Launched in 2010, AFL trade radio now has its own set of sponsors and runs daily from 7am-7pm (with some segments now also streamed with video footage). In 2016, it had close to half a million engagements across Facebook and Twitter, and a 39% increase in audience year-on-year, which explains commercial interest. Live blogs now also dominate the mainstream sports media landscape, with News Corp, Fairfax, Fox Sports and the AFL website running unique offerings, albeit all with the same combination of speculation, one-eyed fan proposals (“I think they should give us Dylan Shiel for pick 68”) and blatant untruths.

The “fake news” factor

While hypotheticals have always been part of trade period, the prominence of social media has also enabled the rise of a range of unauthorised accounts professing to be privy to behind the scenes information, and making their own trade “announcements”. In September, for example, Facebook and Twitter account The AFL Update (which calls itself a “news and media website”) sent fellow Bulldog fans into meltdown when it “revealed” that Mitch Wallis had been signed by the Brisbane Lions. With Wallis shortly confirming that he was, in fact, staying at the Bulldogs, the account was forced to issue an apology for taking “strong reports” as gospel — the original post was also deleted.

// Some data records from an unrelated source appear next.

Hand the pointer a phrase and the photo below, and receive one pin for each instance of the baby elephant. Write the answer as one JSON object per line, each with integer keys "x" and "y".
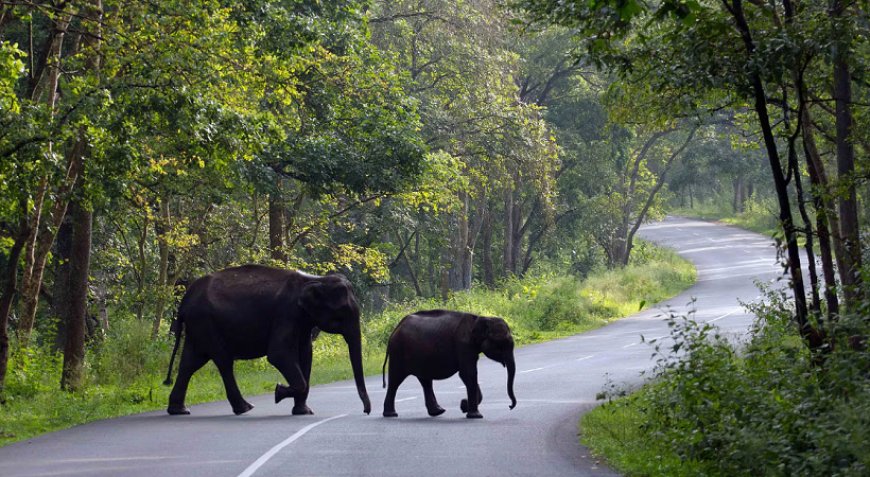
{"x": 436, "y": 344}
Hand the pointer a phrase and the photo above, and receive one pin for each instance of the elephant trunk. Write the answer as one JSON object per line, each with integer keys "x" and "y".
{"x": 354, "y": 346}
{"x": 512, "y": 370}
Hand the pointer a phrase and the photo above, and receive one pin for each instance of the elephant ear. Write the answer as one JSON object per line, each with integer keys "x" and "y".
{"x": 318, "y": 297}
{"x": 312, "y": 297}
{"x": 480, "y": 330}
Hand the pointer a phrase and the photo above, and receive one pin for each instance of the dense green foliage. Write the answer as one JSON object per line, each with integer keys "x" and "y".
{"x": 126, "y": 369}
{"x": 718, "y": 408}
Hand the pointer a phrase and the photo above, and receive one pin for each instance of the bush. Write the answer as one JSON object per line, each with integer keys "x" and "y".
{"x": 763, "y": 408}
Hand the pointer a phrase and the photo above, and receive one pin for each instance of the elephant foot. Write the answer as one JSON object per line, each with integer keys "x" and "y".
{"x": 245, "y": 407}
{"x": 175, "y": 410}
{"x": 282, "y": 392}
{"x": 302, "y": 410}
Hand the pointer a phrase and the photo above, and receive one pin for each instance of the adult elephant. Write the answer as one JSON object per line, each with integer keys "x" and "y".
{"x": 435, "y": 344}
{"x": 252, "y": 311}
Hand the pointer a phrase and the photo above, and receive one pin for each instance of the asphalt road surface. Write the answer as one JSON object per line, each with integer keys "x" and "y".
{"x": 556, "y": 382}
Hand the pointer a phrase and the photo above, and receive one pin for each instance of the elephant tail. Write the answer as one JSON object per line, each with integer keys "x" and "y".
{"x": 176, "y": 328}
{"x": 384, "y": 367}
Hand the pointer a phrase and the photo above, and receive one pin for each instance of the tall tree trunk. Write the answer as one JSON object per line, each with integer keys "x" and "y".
{"x": 628, "y": 243}
{"x": 780, "y": 184}
{"x": 40, "y": 245}
{"x": 507, "y": 251}
{"x": 847, "y": 199}
{"x": 823, "y": 213}
{"x": 74, "y": 351}
{"x": 739, "y": 194}
{"x": 486, "y": 238}
{"x": 44, "y": 88}
{"x": 7, "y": 293}
{"x": 276, "y": 225}
{"x": 162, "y": 227}
{"x": 60, "y": 305}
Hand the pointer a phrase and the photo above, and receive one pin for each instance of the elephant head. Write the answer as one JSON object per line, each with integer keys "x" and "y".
{"x": 330, "y": 303}
{"x": 493, "y": 336}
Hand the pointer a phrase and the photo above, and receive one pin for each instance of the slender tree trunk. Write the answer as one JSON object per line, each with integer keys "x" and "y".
{"x": 41, "y": 246}
{"x": 72, "y": 377}
{"x": 10, "y": 285}
{"x": 507, "y": 252}
{"x": 60, "y": 305}
{"x": 785, "y": 215}
{"x": 660, "y": 182}
{"x": 823, "y": 212}
{"x": 486, "y": 238}
{"x": 847, "y": 198}
{"x": 162, "y": 228}
{"x": 74, "y": 351}
{"x": 276, "y": 225}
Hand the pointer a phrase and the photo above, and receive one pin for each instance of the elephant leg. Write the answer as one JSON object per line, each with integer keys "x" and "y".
{"x": 287, "y": 363}
{"x": 299, "y": 400}
{"x": 395, "y": 379}
{"x": 429, "y": 394}
{"x": 191, "y": 362}
{"x": 463, "y": 405}
{"x": 469, "y": 378}
{"x": 234, "y": 395}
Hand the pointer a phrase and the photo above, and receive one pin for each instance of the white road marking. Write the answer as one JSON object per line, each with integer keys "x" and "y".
{"x": 268, "y": 455}
{"x": 723, "y": 316}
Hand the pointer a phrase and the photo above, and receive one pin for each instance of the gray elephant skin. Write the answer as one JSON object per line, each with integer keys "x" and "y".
{"x": 435, "y": 344}
{"x": 252, "y": 311}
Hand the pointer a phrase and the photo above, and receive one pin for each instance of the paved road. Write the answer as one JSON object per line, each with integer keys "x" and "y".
{"x": 555, "y": 383}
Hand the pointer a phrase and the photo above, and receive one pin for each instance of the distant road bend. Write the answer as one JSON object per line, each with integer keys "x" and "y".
{"x": 556, "y": 382}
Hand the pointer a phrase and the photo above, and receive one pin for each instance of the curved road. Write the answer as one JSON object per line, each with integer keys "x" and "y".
{"x": 556, "y": 382}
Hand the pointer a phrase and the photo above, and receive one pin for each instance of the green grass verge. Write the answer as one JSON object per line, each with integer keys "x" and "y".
{"x": 615, "y": 431}
{"x": 759, "y": 215}
{"x": 125, "y": 371}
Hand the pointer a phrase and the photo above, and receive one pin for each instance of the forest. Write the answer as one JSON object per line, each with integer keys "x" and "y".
{"x": 423, "y": 148}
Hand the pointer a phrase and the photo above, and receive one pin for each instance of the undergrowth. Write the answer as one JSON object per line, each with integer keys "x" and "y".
{"x": 125, "y": 370}
{"x": 716, "y": 408}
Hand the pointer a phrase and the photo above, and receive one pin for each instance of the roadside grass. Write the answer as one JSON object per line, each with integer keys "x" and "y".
{"x": 760, "y": 407}
{"x": 615, "y": 430}
{"x": 759, "y": 215}
{"x": 125, "y": 371}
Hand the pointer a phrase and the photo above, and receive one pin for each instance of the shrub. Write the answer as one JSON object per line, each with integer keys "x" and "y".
{"x": 758, "y": 408}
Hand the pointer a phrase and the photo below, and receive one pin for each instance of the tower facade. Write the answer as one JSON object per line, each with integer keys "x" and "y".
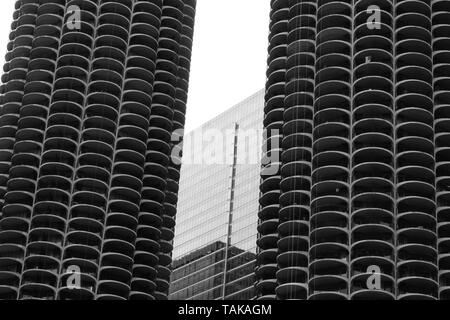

The proliferation of these sporting “news” accounts may imbue fans with a healthy dose of scepticism, but they also further their appetite for updates on the arrival of their club’s next messiah (or the departure of a favourite son).

Why the hype?

The AFL, for what it’s worth, revels in this process, and has no intention to wind back the trade and draft periods and the hype they generate within the media. Despite clubs (and many fans) this year asking the AFL to cut the 11-day trade period down to eight, for example, the 2018 period has only been shortened to 10, with the deadline extended from the usual 2pm timeslot to the prime-time spot on 8.30pm last night.

As the 2018 period has illustrated, the length of the period often proves irrelevant in terms of deals done; most clubs will spend the vast majority of the period posturing, and waiting for the other party to blink.

Following the NFL

In many ways, the growing intrigue around trade period is a result of the AFL’s pursuit of the American model of draft and trading as exemplified by the National Football League in the US. This year, for example, the AFL has introduced NFL-style live trading of draft picks for the first time — meaning that clubs can trade both this year’s and future draft picks during the player draft in November, which has itself been extended to two days. The draft period includes a televised first round on 22 November, with the rest of the draft, and rookie draft, happening on the 23rd.  

Such exposure for the draft and trade periods is in keeping with the “festival-like” atmosphere of the NFL draft, which was this year held in a stadium with a capacity of 80,000. Telecast coverage of the first round resulted in total viewership numbers of 11.2 million while many more followed updates online and on social media.  

The AFL may not yet have generated the same hype as the NFL draft, but in keeping us all hooked on the ins and outs of trade period, it aspires to the same levels of attention. After all, in a competition of 18 teams and a premiership for only one, 17 clubs will go into 2019 having “failed” in their ultimate quest. Trade hysteria taps into the hopes of fans from those 17 teams.